«¡Todo es gracia!», decía Santa Teresa del Niño Jesús, sin conocer a fondo teología… Es lo que sucede con los santos: son asistidos por una acción especial del Espíritu Santo, que los lleva a afirmar elevados principios doctrinales sin haberlos estudiado.
Y la máxima de la santa de la pequeña vía se aplica de modo particular a la conversión de un alma.

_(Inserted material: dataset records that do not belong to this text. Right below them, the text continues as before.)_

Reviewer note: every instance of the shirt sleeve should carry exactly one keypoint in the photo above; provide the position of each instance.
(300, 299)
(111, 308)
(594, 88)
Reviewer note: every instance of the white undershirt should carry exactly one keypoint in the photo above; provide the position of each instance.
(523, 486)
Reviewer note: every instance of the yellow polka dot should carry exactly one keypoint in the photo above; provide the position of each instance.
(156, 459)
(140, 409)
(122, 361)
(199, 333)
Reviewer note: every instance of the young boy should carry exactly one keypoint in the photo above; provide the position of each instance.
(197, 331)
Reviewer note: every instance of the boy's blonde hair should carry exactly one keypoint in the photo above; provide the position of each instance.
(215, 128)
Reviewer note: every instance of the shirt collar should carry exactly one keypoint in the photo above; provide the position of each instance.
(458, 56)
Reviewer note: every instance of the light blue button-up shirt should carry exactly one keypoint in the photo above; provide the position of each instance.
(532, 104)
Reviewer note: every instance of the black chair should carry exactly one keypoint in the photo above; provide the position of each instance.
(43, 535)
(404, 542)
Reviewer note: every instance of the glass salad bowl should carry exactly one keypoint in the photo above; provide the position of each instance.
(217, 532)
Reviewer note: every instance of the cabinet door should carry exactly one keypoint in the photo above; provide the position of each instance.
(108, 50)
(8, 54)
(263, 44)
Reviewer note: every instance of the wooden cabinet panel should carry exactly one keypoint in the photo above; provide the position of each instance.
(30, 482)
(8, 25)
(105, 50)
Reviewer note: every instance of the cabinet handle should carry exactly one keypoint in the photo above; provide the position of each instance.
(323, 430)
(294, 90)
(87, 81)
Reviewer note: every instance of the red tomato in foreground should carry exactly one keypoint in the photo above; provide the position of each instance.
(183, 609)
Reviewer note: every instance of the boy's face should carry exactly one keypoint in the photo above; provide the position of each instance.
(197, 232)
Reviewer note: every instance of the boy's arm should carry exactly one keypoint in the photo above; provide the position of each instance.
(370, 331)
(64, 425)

Fruto de una iniciativa divina
Nadie busca convertirse por impulso propio: se necesita una gracia operante especial para mover las almas a cambiar de vida
Santo Tomás de Aquino1 afirma categóricamente que la conversión es una gracia que viene de Dios, como fruto de una iniciativa suya. Es decir, nadie busca convertirse por impulso propio, sino que Dios crea una gracia para tocar profundamente esa alma. Por lo tanto, el primer paso hacia la conversión es dado por un impulso de la gracia. Éste es un principio teológico que fue objeto de discusión incluso con los pelagianos.2
Así lo explica con precisión el docto P. Garrigou-Lagrange: «No es en virtud de la deliberación ni de un acto anterior lo que hace que el pecador, en el momento de su conversión, sea movido a querer eficazmente el fin último sobrenatural, porque todo acto anterior es inferior a ese querer eficaz, y [su eficacia] no puede sino predisponerlo favorablemente. Es necesaria, pues, una gracia operante especial».3
Es decir, cualquier esfuerzo o acto previo encaminado a un cambio es inferior a esa gracia, de modo que no produce la conversión.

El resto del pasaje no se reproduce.